Scores of other Chinese property developers have defaulted, reeling from liquidity problems since 2021 when the government introduced measures to tackle the sector's very high debt levels.

The industry accounts for one-fourth of China's economic activity and its prolonged woes have dragged on the world's second-biggest economy, often rattling global financial markets.

Country Garden's missed payment comes on the heels of an investigation into the chairman of beleaguered peer China Evergrande, which has also defaulted and has been at the centre of the sector's debt crisis.

"A major difference between Country Garden and Evergrande is the former has been the 'better child' all along," said Fern Wang, a senior analyst at KT Capital Group, who publishes on Smartkarma.

She added that Country Garden had been among the few major developers that had met all three of the debt ratio requirements introduced in 2021 while Evergrade failed all three.

DEBT RESTRUCTURING EXPECTED

Sluggish demand for homes and weakening property prices amid a broader economic downturn has meant, however, that some once relatively healthy developers like Country Garden are now struggling.

The firm's shares have lost some 70% of their value this year although they gained some ground on Wednesday, rising 2.7%.

Its dollar bonds are currently worth about 6 cents compared with 70 cents at the start of the year, according to LSEG data, and bondholders say they expect the debt to be restructured.

"We are ready to walk away with some losses, but just hope the restructuring process could be efficient and less painful when compared to other companies like Evergrande," said a U.S. asset manager who holds Country Garden's dollar bonds and declined to be identified.

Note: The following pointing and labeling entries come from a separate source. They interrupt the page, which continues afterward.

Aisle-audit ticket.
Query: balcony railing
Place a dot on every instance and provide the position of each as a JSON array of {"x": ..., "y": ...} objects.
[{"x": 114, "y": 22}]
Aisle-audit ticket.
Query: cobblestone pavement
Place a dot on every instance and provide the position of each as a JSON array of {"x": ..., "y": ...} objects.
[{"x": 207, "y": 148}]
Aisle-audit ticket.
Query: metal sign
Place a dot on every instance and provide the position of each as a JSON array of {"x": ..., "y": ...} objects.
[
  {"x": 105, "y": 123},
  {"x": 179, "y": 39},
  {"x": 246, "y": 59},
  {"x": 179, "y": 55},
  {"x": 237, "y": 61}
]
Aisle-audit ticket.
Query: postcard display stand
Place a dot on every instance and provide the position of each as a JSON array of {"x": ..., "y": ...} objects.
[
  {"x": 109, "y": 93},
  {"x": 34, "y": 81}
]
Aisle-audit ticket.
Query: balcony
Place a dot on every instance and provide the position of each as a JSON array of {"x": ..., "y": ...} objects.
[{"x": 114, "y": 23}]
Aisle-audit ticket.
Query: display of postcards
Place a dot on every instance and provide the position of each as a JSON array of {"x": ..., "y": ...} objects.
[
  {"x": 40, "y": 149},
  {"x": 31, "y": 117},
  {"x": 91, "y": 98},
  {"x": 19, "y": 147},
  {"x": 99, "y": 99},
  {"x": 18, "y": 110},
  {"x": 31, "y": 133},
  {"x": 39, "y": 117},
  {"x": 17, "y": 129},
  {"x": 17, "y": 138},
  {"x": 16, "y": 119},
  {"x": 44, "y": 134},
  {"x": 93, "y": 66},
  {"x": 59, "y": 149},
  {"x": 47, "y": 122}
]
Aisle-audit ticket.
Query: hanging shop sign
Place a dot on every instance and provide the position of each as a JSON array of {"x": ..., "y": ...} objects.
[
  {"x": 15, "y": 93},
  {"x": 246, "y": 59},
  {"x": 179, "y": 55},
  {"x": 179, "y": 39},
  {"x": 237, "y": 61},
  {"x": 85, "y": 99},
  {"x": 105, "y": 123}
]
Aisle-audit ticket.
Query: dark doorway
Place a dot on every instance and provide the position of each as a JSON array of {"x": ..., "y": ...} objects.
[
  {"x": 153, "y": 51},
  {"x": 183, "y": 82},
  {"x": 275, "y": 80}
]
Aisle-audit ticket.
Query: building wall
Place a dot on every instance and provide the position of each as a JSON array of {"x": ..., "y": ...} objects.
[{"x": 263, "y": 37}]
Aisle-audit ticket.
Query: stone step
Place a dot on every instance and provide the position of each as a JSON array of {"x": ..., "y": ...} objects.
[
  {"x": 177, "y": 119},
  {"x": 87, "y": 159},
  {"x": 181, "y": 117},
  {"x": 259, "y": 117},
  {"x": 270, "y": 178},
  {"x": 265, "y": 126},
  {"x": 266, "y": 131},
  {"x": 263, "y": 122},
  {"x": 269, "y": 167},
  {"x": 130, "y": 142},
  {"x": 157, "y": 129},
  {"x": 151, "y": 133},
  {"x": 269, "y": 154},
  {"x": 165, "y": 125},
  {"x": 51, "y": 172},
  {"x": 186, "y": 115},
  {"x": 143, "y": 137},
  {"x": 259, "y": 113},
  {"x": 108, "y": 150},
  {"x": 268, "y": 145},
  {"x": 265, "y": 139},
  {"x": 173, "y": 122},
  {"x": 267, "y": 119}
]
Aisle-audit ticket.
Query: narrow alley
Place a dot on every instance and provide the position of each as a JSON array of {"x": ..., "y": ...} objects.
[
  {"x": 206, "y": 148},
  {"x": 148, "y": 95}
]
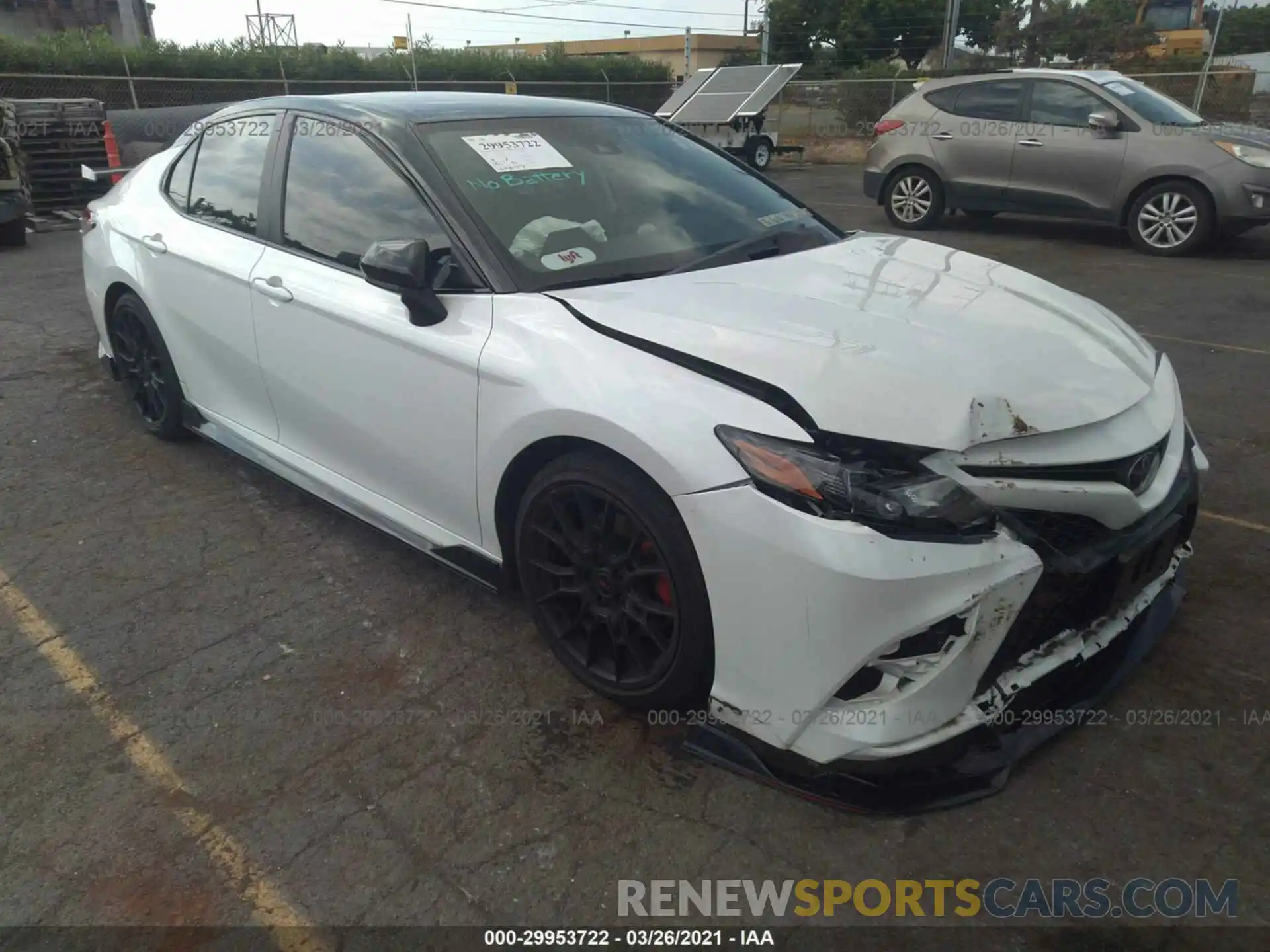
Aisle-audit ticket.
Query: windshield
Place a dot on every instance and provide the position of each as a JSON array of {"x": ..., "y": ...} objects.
[
  {"x": 1151, "y": 106},
  {"x": 585, "y": 200}
]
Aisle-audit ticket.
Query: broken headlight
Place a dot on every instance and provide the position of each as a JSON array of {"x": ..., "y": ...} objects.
[{"x": 875, "y": 484}]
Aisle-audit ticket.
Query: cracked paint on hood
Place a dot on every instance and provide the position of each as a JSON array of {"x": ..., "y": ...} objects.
[{"x": 897, "y": 339}]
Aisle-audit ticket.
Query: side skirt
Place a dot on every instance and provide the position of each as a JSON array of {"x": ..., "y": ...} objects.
[{"x": 469, "y": 563}]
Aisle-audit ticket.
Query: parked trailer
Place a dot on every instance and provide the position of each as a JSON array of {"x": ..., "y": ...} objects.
[{"x": 727, "y": 107}]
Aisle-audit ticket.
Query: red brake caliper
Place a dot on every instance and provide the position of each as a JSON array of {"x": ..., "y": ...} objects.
[{"x": 663, "y": 580}]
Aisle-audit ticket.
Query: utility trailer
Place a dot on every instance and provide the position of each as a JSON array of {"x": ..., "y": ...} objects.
[{"x": 727, "y": 107}]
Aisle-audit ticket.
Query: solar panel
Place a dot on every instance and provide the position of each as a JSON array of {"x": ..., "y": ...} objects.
[
  {"x": 726, "y": 93},
  {"x": 767, "y": 92},
  {"x": 683, "y": 93}
]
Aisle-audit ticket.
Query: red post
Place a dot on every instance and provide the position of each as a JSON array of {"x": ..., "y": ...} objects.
[{"x": 112, "y": 150}]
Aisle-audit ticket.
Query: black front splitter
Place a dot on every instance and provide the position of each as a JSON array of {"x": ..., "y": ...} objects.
[{"x": 969, "y": 767}]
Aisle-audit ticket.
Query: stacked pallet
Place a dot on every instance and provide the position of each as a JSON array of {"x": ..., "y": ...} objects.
[{"x": 55, "y": 139}]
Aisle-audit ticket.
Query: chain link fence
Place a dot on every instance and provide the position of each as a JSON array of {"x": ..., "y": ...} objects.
[
  {"x": 150, "y": 93},
  {"x": 828, "y": 111}
]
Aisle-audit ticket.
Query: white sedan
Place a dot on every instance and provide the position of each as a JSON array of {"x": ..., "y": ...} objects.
[{"x": 873, "y": 514}]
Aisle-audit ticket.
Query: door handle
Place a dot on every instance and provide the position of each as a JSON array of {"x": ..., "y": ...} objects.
[{"x": 272, "y": 287}]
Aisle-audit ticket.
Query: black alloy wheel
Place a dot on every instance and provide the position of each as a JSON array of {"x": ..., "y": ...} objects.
[
  {"x": 603, "y": 586},
  {"x": 145, "y": 368},
  {"x": 140, "y": 366}
]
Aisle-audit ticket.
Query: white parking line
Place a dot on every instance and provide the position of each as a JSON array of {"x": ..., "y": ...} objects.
[
  {"x": 1232, "y": 521},
  {"x": 288, "y": 928},
  {"x": 1208, "y": 343}
]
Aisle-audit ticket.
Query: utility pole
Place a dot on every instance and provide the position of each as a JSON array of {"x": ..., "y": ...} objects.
[
  {"x": 1208, "y": 63},
  {"x": 414, "y": 73},
  {"x": 952, "y": 15},
  {"x": 767, "y": 31},
  {"x": 1031, "y": 58},
  {"x": 128, "y": 23}
]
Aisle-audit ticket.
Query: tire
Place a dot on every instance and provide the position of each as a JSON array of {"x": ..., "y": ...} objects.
[
  {"x": 145, "y": 367},
  {"x": 13, "y": 234},
  {"x": 760, "y": 151},
  {"x": 1171, "y": 220},
  {"x": 913, "y": 198},
  {"x": 614, "y": 584}
]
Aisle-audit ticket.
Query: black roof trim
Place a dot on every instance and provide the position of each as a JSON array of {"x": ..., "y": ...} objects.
[{"x": 771, "y": 395}]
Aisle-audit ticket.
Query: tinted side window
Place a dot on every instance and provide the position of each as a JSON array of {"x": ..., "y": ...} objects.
[
  {"x": 228, "y": 172},
  {"x": 178, "y": 180},
  {"x": 990, "y": 100},
  {"x": 1064, "y": 104},
  {"x": 943, "y": 99},
  {"x": 342, "y": 197}
]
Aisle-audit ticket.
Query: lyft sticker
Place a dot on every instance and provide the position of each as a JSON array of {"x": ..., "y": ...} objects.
[{"x": 570, "y": 258}]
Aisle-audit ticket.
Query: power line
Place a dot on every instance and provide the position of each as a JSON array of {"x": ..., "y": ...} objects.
[
  {"x": 619, "y": 7},
  {"x": 558, "y": 19}
]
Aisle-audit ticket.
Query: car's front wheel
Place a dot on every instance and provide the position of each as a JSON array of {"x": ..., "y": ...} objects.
[
  {"x": 614, "y": 584},
  {"x": 145, "y": 367},
  {"x": 1171, "y": 219},
  {"x": 913, "y": 198}
]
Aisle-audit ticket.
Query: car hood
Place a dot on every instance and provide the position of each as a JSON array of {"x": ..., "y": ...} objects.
[
  {"x": 1238, "y": 134},
  {"x": 897, "y": 339}
]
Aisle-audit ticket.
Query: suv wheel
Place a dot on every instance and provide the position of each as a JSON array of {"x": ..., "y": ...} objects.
[
  {"x": 913, "y": 198},
  {"x": 1171, "y": 219}
]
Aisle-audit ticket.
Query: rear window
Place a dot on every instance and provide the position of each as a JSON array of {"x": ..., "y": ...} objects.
[
  {"x": 943, "y": 99},
  {"x": 990, "y": 100}
]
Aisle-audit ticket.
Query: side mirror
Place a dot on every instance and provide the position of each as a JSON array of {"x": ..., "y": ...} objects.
[
  {"x": 1104, "y": 122},
  {"x": 408, "y": 266}
]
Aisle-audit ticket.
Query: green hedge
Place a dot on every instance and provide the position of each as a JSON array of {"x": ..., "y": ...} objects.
[{"x": 85, "y": 54}]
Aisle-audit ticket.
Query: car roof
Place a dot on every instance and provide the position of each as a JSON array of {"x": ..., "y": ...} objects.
[
  {"x": 1099, "y": 77},
  {"x": 429, "y": 106}
]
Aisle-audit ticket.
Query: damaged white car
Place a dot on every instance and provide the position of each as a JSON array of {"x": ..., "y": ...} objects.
[{"x": 875, "y": 516}]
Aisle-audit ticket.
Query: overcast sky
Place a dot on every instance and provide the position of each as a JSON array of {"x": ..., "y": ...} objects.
[{"x": 376, "y": 22}]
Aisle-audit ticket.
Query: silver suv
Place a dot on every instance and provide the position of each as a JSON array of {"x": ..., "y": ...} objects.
[{"x": 1091, "y": 145}]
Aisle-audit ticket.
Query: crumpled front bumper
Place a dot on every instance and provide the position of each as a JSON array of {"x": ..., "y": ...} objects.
[{"x": 968, "y": 767}]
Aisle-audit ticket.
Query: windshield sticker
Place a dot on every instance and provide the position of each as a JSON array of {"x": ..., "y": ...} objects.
[
  {"x": 570, "y": 258},
  {"x": 539, "y": 178},
  {"x": 781, "y": 218},
  {"x": 517, "y": 151}
]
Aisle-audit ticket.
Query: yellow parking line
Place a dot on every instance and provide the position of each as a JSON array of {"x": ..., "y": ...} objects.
[
  {"x": 1232, "y": 521},
  {"x": 1208, "y": 343},
  {"x": 288, "y": 928}
]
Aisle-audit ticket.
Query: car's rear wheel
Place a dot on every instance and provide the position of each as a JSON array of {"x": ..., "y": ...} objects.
[
  {"x": 913, "y": 198},
  {"x": 614, "y": 584},
  {"x": 1171, "y": 219},
  {"x": 13, "y": 234},
  {"x": 145, "y": 367}
]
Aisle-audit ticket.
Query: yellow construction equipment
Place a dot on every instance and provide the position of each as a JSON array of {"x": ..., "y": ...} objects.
[{"x": 1179, "y": 24}]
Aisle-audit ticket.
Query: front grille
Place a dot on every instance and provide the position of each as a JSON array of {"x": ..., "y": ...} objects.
[
  {"x": 1066, "y": 532},
  {"x": 1134, "y": 471},
  {"x": 1060, "y": 602},
  {"x": 1076, "y": 592}
]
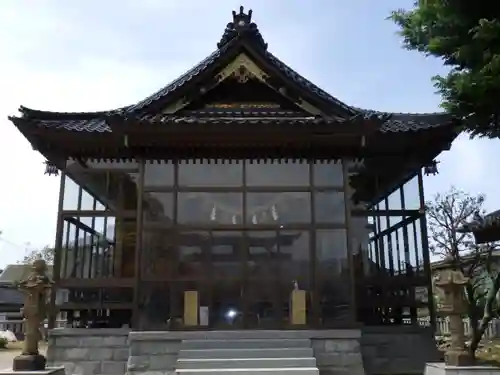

CreditSights analyst Nicholas Chen said any debt restructuring would likely involve a long wait for Country Garden creditors, noting that peer Sunac's recently approved restructuring took at least 1.5 years.

Country Garden is, however, in better shape with its onshore debt, having gained some breathing room with three-year payment extensions for eight bonds worth 10.8 billion yuan ($1.5 billion).

The sector's woes continue to ensnare other developers. Gemdale has since Tuesday seen its bonds slide after the resignation of its chairman sparked fears that it too may be in financial trouble.

Gemdale has said the resignation was due to health reasons and would not have a big impact on its operations.

China has rolled out a flurry of support measures in recent months to revive the property market but positive results have yet to be seen.

Data on Wednesday showed property investment in China slid 9.1% for the first nine months of the year. Sales by floor area dropped 7.5%.

Nationwide prices of new homes for September will be released on Thursday. August data showed a 0.3% drop month on month, the fastest pace in 10 months.

China's bleak property market outlook is likely to worsen the terms that offshore creditors may have to accept as debt is restructured.

Developers accounting for 40% of Chinese home sales have defaulted on their debt obligations since 2021, according to JPMorgan. Those companies, mostly private, have issued around $110 billion worth of high-yield offshore bonds.